When remixing this classic, Amy says she decided to embrace the qualities of American tzimmes rather than fight them, and turn the stew into a cake. The carrots and sweet potatoes add incredible moisture, chunks of booze-soaked raisins and walnuts add texture, and lots of cinnamon and a hint of ginger add flavour.

For the cake:
Butter or oil to grease the pan
½ cup raisins
½ cup Amaretto or your favorite liquor
1 ½ cups all-purpose flour
1 tsp. baking powder
½ tsp. baking soda
4 tsp. ground cinnamon
1 tsp. ground ginger
½ tsp. salt
½ cup packed light brown sugar
½ cup granulated sugar
½ cup sour cream (can use dairy free)
¼ cup vegetable oil
½ cup orange juice
1 tsp. vanilla extract
½ cup cooked sweet potato (from one small sweet potato)
2 eggs, room temperature, whisked
1 cup shredded carrots (about 2 carrots)
½ cup walnuts or pecans, chopped, plus more for garnish
For the glaze:
½ block (115 g / 4 ounces) cream cheese, at room temperature (can use dairy free)
1 cup powdered sugar
1 tsp. vanilla extract
1 tsp. cinnamon
2-3 tbs. milk (can use dairy free)


  1. Preheat oven to 175 c / 350 F. Lightly grease a 10 or 12-cup Bundt pan with butter or oil and set aside.
  2. Combine raisins with Amaretto. Let marinate for 30 minutes, then drain and set aside.
  3. In a medium bowl, whisk together flour, baking powder, baking soda, cinnamon, ginger and salt.
  4. In a large bowl, whisk together brown sugar, granulated sugar, sour cream, oil, orange juice, and vanilla. Then mix in sweet potato. Then add in eggs one at a time. Mix until uniform and most of the lumps are out. Then stir in carrots, nuts and the amaretto-soaked raisins. Gradually add in flour mixture, stirring until just combined.
  5. Pour batter into the Bundt pan and bake for about 60 minutes or until golden brown and a toothpick inserted in the center of the cake comes out clean. Let cool 10 minutes in the pan, and then transfer to a cooling rack to finish cooling.
  6. To make glaze, mix together cream cheese, powdered sugar, vanilla and cinnamon using a wooden spoon or electric mixer. Add in milk until you get a runny but thick glaze. Drizzle all over cooled cake and garnish with more nuts.
Amy’s debut cookbook Sweet Noshings is available online here

Tori Avey’s Stove Top Tzimmes



700g of butternut squash, peeled and cut into 1-2 inch pieces
700g of sweet potatoes, peeled and cut into 1-2 inch pieces
8 carrots (450g) peeled and cut into 1-inch rounds
175g dried apples
175g dried cranberries
2 cups orange juice
1/2 cup honey
1/2 cup brown sugar
2 tsp cinnamon
1 tsp salt
1/2 tsp black pepper
1 1/2 cups chicken stock or salted water
350 g pitted prunes
Total Cooking Time: 1 Hour
Servings: 8-10 side portions
Meat or Parev (use salted water instead of stock to make parev)

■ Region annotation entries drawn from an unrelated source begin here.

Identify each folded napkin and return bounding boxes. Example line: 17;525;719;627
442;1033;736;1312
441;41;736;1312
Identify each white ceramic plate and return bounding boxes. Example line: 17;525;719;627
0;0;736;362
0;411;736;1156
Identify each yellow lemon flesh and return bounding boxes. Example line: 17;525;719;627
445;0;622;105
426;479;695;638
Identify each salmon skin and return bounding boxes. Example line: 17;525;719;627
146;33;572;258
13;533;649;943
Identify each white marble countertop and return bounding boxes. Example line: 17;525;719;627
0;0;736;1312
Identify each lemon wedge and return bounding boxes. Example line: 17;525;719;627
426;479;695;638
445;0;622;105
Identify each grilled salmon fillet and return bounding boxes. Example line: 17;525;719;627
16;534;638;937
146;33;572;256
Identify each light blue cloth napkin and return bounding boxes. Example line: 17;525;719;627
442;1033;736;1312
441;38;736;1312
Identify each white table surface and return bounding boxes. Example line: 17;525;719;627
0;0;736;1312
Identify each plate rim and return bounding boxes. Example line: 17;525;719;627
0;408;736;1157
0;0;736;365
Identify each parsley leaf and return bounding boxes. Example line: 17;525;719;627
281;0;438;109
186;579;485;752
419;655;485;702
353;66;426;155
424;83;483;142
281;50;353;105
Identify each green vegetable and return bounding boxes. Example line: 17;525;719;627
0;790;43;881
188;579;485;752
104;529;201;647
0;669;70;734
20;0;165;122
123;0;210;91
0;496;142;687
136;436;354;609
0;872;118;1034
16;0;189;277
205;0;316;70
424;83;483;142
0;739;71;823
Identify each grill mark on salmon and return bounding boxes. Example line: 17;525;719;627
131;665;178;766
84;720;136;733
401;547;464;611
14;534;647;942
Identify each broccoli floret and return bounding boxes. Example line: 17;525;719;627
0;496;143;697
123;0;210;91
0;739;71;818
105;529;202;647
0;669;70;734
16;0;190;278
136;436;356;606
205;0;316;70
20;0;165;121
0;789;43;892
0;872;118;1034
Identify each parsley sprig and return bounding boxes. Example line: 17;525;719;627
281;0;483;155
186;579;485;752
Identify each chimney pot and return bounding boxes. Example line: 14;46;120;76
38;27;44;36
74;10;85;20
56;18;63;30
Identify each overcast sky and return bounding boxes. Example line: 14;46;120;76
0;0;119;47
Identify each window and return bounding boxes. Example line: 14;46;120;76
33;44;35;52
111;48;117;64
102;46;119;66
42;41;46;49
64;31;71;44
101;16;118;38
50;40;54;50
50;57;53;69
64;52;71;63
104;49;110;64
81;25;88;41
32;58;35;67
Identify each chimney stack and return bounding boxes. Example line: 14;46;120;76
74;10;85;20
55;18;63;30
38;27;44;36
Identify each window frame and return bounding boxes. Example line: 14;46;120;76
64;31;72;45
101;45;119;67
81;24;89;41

  1. Place cut yams, sweet potatoes, and carrots on the bottom of a large heavy pot.
  2. Pour dried apples and cranberries on top
  3. In a medium bowl, whisk together orange juice, honey, brown sugar, cinnamon, salt, and black pepper. Pour mixture over the fruits and vegetables in the pot.
  4. Add chicken broth or salted water to the pot, covering the vegetables halfway. Heat pot over medium high till it begins to simmer. Stir the ingredients once gently.
  5. Reduce heat to a gentle but constant simmer. Cover the pot.
  6. After 45 minutes, open the pot and gently stir again. Place pitted prunes on top of the simmering ingredients.
  7. Cover pot and continue to cook on lowest heat for another 15 minutes, until potato pieces are tender and prunes have warmed and softened. Don’t cook too long, or the prunes will dissolve– it will make a nice sauce for the tzimmes, but it won’t look so pretty on the table.

Serve warm as a side dish to a festive Yom Tov meal.